Семиотико-структуральный метод рассмотрения культур говорит нам о наличии в каждой из её разнообразных форм одной и той же «формулы», только ей свойственной – это и есть паттерн культуры. Поскольку тазийе является синтетической формой искусства, вобравшей в себя все ранее существующие и наиболее близкие культуре элементы, то можно попытаться сквозь этот особый мир театрального действа разглядеть черты иранской культуры в целом.

Мистерия тазийе выросла из более ранних форм религиозно-исполнительских действ, причем вобрала в себя и вбирает по сей день, по-своему адаптируя, эти формы. Помимо традиционных для древнего человека обрядов на тему природы, плодородия, удачи в битве в Иране особое место играли траурные обряды, в которых акцентировалась центральное для иранской культуры представление о борьбе двух амбивалентных начал: добра и зла. Существование двух противоборствующий сторон, с четкой характеристикой каждой из них было заложено еще в зороастризме, что повлияло на становление драматического начала в самой иранской культуре. В Авесте постулируется бесконечная борьба двух абстрактных начал в образе братьев-богов: Ахримана, воплощающего зло, и Ахурамазды, воплощающего добро. Именно эта особенность повторяется в традиционных иранских представлениях, где действующие лица обязательно делятся на две группы: добро и зло. Первая группа приобретает харизму и вечность, а вторая оказывается в пучине бедствий и тьмы. Абстрактные характеристики добра и зла проецируются также и на другую амбивалентную пару: свое (позитивное) /чужое (негативное), что и отражено в первых мифах о разделении общего по территории и культуре пространства, т.е. о начале культурной самоидентификации иранцев.
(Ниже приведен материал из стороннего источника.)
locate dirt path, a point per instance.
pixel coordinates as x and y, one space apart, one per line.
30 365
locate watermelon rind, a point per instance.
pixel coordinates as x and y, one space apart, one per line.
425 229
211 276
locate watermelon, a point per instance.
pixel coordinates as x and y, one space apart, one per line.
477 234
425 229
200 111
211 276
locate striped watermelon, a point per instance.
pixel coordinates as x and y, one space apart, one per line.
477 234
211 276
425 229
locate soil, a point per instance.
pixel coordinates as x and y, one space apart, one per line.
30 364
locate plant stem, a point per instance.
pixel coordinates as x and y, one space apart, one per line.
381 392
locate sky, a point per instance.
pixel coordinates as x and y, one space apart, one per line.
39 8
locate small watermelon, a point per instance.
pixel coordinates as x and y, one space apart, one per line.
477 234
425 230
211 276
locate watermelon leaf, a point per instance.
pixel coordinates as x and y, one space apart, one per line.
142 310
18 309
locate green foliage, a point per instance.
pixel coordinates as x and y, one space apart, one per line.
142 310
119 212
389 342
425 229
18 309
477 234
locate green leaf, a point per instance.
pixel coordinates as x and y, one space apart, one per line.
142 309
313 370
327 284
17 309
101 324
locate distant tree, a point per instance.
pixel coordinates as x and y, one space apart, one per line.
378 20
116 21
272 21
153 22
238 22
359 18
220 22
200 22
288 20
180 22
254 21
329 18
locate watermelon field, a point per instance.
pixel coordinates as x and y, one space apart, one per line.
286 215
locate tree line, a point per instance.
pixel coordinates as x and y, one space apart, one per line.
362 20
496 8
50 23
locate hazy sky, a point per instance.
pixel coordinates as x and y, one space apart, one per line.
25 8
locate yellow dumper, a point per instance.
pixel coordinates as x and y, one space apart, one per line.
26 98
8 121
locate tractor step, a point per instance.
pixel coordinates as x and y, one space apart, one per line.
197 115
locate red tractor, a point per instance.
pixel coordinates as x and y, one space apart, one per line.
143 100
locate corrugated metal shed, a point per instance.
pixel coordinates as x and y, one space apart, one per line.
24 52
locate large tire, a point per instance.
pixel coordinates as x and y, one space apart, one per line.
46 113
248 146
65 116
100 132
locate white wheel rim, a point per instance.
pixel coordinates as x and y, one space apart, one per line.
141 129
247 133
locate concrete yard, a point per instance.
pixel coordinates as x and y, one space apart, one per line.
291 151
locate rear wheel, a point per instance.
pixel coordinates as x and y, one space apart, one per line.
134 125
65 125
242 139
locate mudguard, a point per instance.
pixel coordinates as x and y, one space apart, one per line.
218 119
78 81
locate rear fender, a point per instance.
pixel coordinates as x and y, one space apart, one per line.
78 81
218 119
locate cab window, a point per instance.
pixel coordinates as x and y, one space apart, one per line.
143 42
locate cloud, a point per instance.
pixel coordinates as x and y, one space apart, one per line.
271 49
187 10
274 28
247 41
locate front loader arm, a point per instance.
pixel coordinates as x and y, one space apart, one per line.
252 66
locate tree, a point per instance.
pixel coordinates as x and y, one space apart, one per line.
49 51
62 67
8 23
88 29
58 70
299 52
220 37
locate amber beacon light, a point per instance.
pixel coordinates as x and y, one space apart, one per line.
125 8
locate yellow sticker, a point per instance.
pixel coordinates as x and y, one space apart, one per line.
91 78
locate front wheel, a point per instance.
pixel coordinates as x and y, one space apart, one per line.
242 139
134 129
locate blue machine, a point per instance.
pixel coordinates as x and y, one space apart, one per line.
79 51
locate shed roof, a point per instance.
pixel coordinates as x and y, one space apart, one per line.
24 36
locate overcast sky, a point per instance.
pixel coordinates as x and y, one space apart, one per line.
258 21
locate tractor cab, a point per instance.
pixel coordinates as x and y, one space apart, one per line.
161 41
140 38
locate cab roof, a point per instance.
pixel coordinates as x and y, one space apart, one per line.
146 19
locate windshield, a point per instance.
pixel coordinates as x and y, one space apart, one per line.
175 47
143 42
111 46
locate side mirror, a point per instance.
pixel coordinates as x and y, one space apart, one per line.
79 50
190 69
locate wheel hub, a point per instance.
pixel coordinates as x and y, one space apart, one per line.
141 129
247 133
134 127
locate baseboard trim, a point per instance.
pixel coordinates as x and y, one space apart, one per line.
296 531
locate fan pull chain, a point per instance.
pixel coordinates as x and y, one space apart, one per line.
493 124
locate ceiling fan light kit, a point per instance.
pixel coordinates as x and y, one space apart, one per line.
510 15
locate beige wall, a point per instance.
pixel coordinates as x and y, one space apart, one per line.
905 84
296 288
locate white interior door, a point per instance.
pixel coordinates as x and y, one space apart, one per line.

В основе ряда древних иранских обрядов лежит миф об Ирадже, который был сыном царя Ирана Феридуна. Некогда царь Феридун разделил свое царство между тремя сыновьями. Западную часть он отдал старшему сыну Сальму, Среднюю Азию и Туран - второму сыну Туру. Самая важная часть, т.е. Иран, досталась сыну от другой жены – Ираджу. Через некоторое время Сальм стал выражать свое недовольство таким разделом и, вместе с Туром, они убили Ираджа. Затем внук Ираджа отомстил Сальму и Туру, победив их, он стал царем. Таким образом, убийство одного брата двумя другими означает победу зла и начало важных событий в иранской мифологии: постоянный и длительный конфликт между иранскими и туранскими царями. Позднейшее неприятие мусульманство в его арабском (т.е. суннитском) варианте также зиждется на неприятии «чужого», которому придаются исключительно негативные коннотации.

Нечто подобное можно встретить и в обрядах в честь «Траура по Сиявошу». Трагическая судьба Сиявоша – один из самых известных мифов Ирана. Сиявош был красивым и благородным царевичем, в которого влюбилась одна из многочисленных жен его отца. Сиявош не хотел предавать своего отца, но оскорбленная холодностью молодого человека, женщина обвинила юношу в домогательстве, сообщив царю, что Сиявош объяснялся ей в любви. Царь поверил ей, и Сиявоша подвергли испытанию, чтобы проверить правдивость его слов: одетого в белое платье, верхом на черном коне юношу провезли сквозь огни больших костров. Сиявош вышел из этого испытания живым и невредимым, что говорило о его избранности богом. После этого Сиявош отправился ко двору туранского царя, чтобы спастись от козней царицы и подозрений отца. Там он женился на дочери правителя, но через некоторое время брат туранского царя позавидовал ему и добился того, чтобы он изменился к царевичу. Сиявош, благодаря вещему сну, предчувствует свой трагический конец и говорит жене, что он будет убит и не найдется человека, который оплакал бы его. Сон сбывается: царь Турана отдает жестокий приказ отрубить Сиявошу голову. Эта весть о злодейском убийстве Сиявоша вызвали волну возмущения и печали. Люди оплакивали смерть его и носили траур. Обычаи эти постепенно преобразовывались в театрализованные обряды.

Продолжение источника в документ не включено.